3. Circulation Status

1. Current Circulation Data (as of July 2025)

  • Circulating Supply: 193 million tokens (19.3% of total supply).

  • Market Capitalization: Approximately $340 million (based on a price of $0.34 at the time).

  • 24-Hour Trading Volume: Approximately $38.8 million, with a high turnover rate, indicating market activity.

  • Major Trading Platforms: Binance, HTX, Bybit, Gate.io, etc., supporting trading pairs like USDT, TRY, USDC.

2. Circulation Rate and Unlocking Progress

  • Initial Circulation: 19.3% unlocked during TGE (193 million tokens), including initial unlocks for the community, ecosystem, and foundation.

  • Subsequent Unlocking:

    • Within 2025: Community tokens will be gradually released, and investor tokens will unlock starting in 2026.

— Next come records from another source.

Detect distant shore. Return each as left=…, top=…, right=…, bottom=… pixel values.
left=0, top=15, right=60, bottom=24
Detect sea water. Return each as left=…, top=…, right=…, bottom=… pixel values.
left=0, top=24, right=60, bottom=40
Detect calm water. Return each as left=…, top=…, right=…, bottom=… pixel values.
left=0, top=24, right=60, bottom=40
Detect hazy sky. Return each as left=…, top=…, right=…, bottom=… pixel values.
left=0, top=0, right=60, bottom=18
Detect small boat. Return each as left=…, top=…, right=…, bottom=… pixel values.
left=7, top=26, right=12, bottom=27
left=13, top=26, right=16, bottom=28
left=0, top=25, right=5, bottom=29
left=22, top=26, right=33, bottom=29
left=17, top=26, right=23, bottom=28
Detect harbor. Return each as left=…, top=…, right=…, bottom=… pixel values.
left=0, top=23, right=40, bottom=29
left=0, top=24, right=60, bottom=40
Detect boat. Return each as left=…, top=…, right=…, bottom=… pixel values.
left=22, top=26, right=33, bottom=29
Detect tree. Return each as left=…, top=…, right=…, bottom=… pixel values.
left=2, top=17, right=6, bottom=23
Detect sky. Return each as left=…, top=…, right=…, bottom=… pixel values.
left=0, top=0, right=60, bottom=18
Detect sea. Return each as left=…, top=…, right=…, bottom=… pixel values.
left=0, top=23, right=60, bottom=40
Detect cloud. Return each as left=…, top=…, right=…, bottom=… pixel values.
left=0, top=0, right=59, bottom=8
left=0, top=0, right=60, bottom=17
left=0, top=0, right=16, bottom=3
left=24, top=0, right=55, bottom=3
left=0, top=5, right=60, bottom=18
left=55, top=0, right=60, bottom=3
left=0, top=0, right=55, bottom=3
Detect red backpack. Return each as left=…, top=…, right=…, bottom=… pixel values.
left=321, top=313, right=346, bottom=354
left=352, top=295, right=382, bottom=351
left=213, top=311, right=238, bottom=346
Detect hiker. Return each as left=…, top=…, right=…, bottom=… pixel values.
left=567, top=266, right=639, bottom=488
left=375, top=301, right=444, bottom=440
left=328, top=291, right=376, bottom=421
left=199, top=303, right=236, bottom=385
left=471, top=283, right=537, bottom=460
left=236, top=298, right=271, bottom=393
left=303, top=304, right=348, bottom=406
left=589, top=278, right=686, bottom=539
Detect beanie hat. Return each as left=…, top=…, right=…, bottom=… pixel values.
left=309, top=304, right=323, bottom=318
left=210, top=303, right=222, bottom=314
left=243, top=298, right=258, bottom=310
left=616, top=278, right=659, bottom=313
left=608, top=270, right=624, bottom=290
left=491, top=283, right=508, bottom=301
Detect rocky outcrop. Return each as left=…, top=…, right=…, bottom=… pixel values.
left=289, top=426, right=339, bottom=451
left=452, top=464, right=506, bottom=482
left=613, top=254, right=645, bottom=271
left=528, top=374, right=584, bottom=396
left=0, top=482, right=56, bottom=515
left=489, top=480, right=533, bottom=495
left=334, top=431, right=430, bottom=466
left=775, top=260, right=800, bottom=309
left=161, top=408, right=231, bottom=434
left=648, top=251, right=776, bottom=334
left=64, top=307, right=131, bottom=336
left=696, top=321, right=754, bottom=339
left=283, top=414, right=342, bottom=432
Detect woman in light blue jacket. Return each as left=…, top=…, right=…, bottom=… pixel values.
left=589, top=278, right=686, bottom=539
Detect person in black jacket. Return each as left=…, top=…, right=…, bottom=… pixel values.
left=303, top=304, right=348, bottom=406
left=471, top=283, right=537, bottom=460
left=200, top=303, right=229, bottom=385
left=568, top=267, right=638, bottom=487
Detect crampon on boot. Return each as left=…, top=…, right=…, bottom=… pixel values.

    • In the long term, circulating supply will gradually increase with the unlocking plan, but staking mechanisms (such as delegated staking) can partially hedge against selling pressure.

3. Market Performance and Price Volatility

  • Short-term Price: In July 2025, LA price fluctuated between $0.33 and $0.37, influenced by market sentiment and unlocking expectations.

4. Core Advantages and Challenges

1. Advantages

  • Technological Innovation: The world's first infinite proof layer, combining ZK co-processors with a decentralized proof network, supporting complex computations (such as verifiable AI, cross-chain queries).

  • Economic Model: Token demand is directly tied to proof demand, forming a sustainable value cycle.

  • Ecosystem Support: Backed by 85+ institutional operators including Founders Fund and Coinbase Cloud, with strong technological feasibility.

2. Challenges

  • Competitive Pressure: Faces competition from mature projects like zkSync and Polygon zkEVM, requiring differentiation to break through.

  • Technical Risks: The efficiency of ZK co-processors and proof generation speed need further validation, with commercial scenarios yet to be widely implemented.

  • Token Unlocking Pressure: Tokens for early investors and the team will be gradually unlocked, potentially exerting pressure on short-term prices.